A seemingly simple malware attack has stolen a lot of identification information from thousands of computers in recent weeks and continues to steal more and more, a researcher warned Tuesday.
The ongoing attack is the latest wave of Separ, a robbery of identification information known since at least end of 2017, said a researcher at the Deep Instinct Security Company. In recent weeks, the researcher said Separ was back with a new version that was surprisingly able to escape malware detection software and services. The source of its success: a combination of short scripts and legitimate executable files that are used so often for trivial purposes that they blend perfectly with each other. The use of spartan malware based on legitimate applications and utilities is now called "living off the land", "and
it has been used in a variety
very effective campaigns in recent years.
The last Separate arrives in what appears to be a PDF document. When clicked, the file runs a chain of other applications and file types commonly used by system administrators. An inspection of the servers used in the campaign shows that it has so far collected identification information from about 1,200 organizations or individuals. The number of infections continues to increase, indicating that the Spartan approach has been effective in helping to fly under the radar.
"Although the attack mechanism used by this malware is very simple and the attacker did not try to escape the analysis, the growth in the number of victims claimed by this malicious software shows that simple attacks can be very effective, "said Guy Propper, head of the Threat Intelligence Team at Deep Instinct, wrote in a blog post. "The use of legitimate scripts and binary files, in a scenario" living outside the country, "means that the attacker escapes detection successfully, despite the simplicity of it. ;attack.
In this last wave, Separ is embedded in a self-extracting executable file that uses an icon to disguise itself as a PDF document. Double-click the file to run a file string that starts with a Visual Basic script. The script, in turn, runs a batch script. The batch script configures multiple directories, copying files, and then launches a second batch script. The second script opens a decoy image to hide command windows, decreases firewall protection, and saves the results of an ipconfig / all command to a file.
The batch file then executes four executable tools used for legitimate purposes.

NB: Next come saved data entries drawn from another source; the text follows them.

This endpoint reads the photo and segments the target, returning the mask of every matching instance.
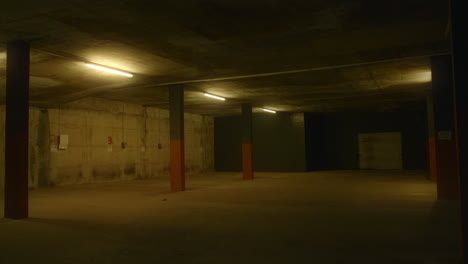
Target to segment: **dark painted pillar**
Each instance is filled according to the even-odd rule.
[[[427,106],[427,160],[429,167],[429,178],[437,180],[437,138],[434,125],[434,98],[428,95],[426,98]]]
[[[468,1],[452,0],[452,52],[461,205],[462,263],[468,263]]]
[[[252,105],[242,104],[242,170],[244,180],[253,180]]]
[[[29,43],[7,44],[5,217],[28,217]]]
[[[459,198],[457,145],[450,55],[431,57],[438,199]]]
[[[184,87],[169,87],[169,119],[171,134],[171,190],[185,190],[185,153],[184,153]]]

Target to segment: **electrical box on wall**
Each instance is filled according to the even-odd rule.
[[[452,140],[452,131],[438,131],[437,138],[439,140]]]
[[[58,141],[60,150],[68,149],[68,135],[60,135]]]

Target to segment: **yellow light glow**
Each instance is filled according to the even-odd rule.
[[[214,99],[221,100],[221,101],[226,101],[226,98],[219,97],[219,96],[216,96],[216,95],[207,94],[207,93],[204,93],[204,95],[205,95],[205,96],[208,96],[208,97],[211,97],[211,98],[214,98]]]
[[[420,72],[415,75],[415,79],[418,82],[430,82],[432,81],[432,72],[431,71]]]
[[[403,74],[401,80],[407,83],[429,83],[432,81],[432,72],[429,71],[413,71]]]
[[[89,68],[96,69],[96,70],[106,71],[106,72],[110,72],[110,73],[114,73],[114,74],[118,74],[118,75],[123,75],[123,76],[127,76],[127,77],[133,77],[133,74],[123,72],[123,71],[114,70],[114,69],[109,69],[109,68],[99,66],[99,65],[96,65],[96,64],[86,63],[86,66],[89,67]]]
[[[273,111],[273,110],[270,110],[270,109],[262,108],[262,110],[265,111],[265,112],[268,112],[268,113],[276,114],[276,111]]]

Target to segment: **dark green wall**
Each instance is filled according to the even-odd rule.
[[[427,168],[425,110],[382,113],[306,114],[309,170],[359,168],[359,133],[402,133],[403,168]]]
[[[240,121],[240,116],[215,118],[217,171],[241,171]],[[403,167],[426,169],[425,108],[382,113],[254,113],[254,169],[358,169],[357,135],[394,131],[402,133]]]
[[[240,171],[242,167],[241,117],[216,117],[214,149],[216,171]]]
[[[215,168],[241,171],[240,116],[215,118]],[[304,114],[254,113],[255,171],[306,171]]]

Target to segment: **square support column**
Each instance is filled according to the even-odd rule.
[[[171,190],[185,191],[184,87],[182,85],[169,87],[169,119]]]
[[[437,181],[437,137],[434,125],[434,98],[426,97],[427,106],[427,160],[429,167],[429,179]]]
[[[431,57],[431,69],[435,130],[429,143],[433,144],[435,159],[432,161],[436,164],[430,168],[435,170],[438,199],[456,200],[459,188],[451,56]]]
[[[253,180],[252,105],[242,104],[242,170],[244,180]]]
[[[7,44],[5,217],[28,217],[29,43]]]
[[[467,16],[468,2],[466,0],[451,1],[452,54],[455,120],[458,154],[458,175],[460,187],[460,224],[462,238],[462,261],[468,263],[468,40]]]

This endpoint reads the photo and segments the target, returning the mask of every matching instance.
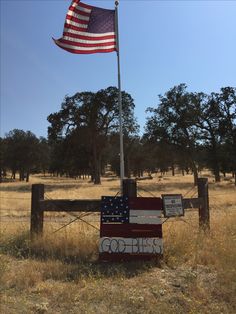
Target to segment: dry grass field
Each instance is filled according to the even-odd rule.
[[[138,193],[195,197],[192,181],[190,175],[156,175],[138,182]],[[1,183],[1,313],[236,313],[236,188],[229,176],[217,184],[209,177],[211,232],[199,231],[196,210],[169,219],[158,263],[99,263],[95,214],[84,217],[95,228],[78,220],[62,228],[75,217],[47,214],[44,236],[30,243],[32,183],[44,183],[48,199],[119,191],[114,177],[100,186],[40,175],[30,183]]]

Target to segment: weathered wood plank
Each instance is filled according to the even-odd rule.
[[[202,197],[198,197],[198,198],[184,198],[183,199],[183,206],[184,209],[187,208],[199,208],[200,206],[202,206],[204,200]]]
[[[40,210],[42,211],[81,211],[100,212],[101,200],[40,200]],[[203,204],[203,198],[184,198],[184,208],[199,208]]]
[[[42,211],[57,212],[100,212],[101,200],[42,200]]]

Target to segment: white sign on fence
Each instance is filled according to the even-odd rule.
[[[165,217],[184,216],[183,197],[181,194],[163,194],[162,200]]]

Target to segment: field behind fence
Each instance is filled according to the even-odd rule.
[[[138,196],[196,197],[192,182],[190,175],[156,175],[138,182]],[[98,214],[47,212],[43,238],[30,244],[33,183],[45,184],[45,199],[99,199],[116,195],[120,184],[114,177],[95,186],[35,175],[29,183],[0,185],[4,312],[235,313],[236,188],[230,176],[220,183],[209,176],[208,236],[199,232],[197,209],[164,223],[164,260],[158,267],[97,264]]]

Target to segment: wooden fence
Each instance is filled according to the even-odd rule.
[[[125,179],[123,181],[123,195],[129,197],[137,196],[137,183],[133,179]],[[100,212],[100,199],[91,200],[69,200],[69,199],[44,199],[44,184],[32,185],[31,196],[31,224],[30,234],[31,239],[35,236],[43,234],[43,217],[44,212]],[[209,194],[208,194],[208,179],[198,179],[198,197],[184,198],[184,209],[198,208],[199,209],[199,226],[207,230],[210,228],[210,213],[209,213]]]

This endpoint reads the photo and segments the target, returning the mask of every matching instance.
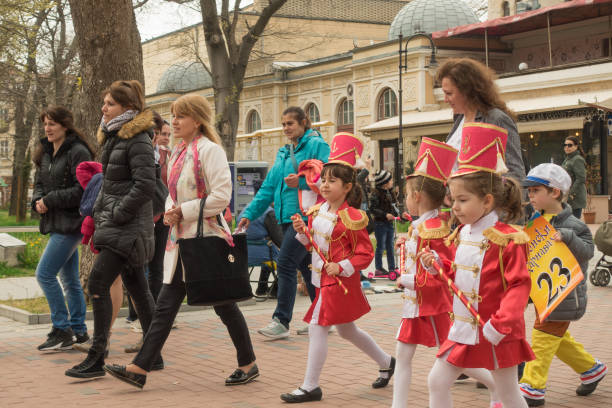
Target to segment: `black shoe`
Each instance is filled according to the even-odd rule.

These first two executables are SecurityXploded security search organization password dump tools. The third executable executes the legitimate NcFTP client to download the stolen data to previously configured accounts on the Free Hostia hosting service. The fourth executable gathers the legitimate xcopy.exe, attrib.exe and sleep.exe applications that it needs to perform mundane tasks.
"As we can see above, the attackers do not try to hide their intentions and do not use any obscuration or escape techniques," wrote Propper. "In addition, all the output file names and credentials used by the attackers are hard-coded into the scripts."
Turn the tables on the bad guys
Hard-coded credentials allowed Deep Instinct to enable attacker attacks and access two of the accounts used to store stolen data. The researchers then had access to eight other accounts. As of Tuesday afternoon, the accounts contained identification information belonging to approximately 1,000 individuals and 200 organizations. The number of identification information collected has steadily increased in recent weeks and researchers suspect that there could be other accounts by storing more.
Until now, said Propper, Freehostia officials have not responded to Deep Instinct's private messages stating misuse of the hosting service. A message sent by Ars to Freehostia in search of comments for this message also remained unanswered. Mr. Propper stated that Deep Instinct had informed infected individuals and organizations that their identification information had been collected.
The only thing needed for the recent Separ campaign to succeed, at least initially, was for an end user to click on a disguised executable. Propper said that over time, a growing number of anti-malware vendors came to detect this attack. Nevertheless, current attacks are a reminder that, despite the increasing sophistication of many malware attacks, simple and sparse hackers remain painfully inefficient.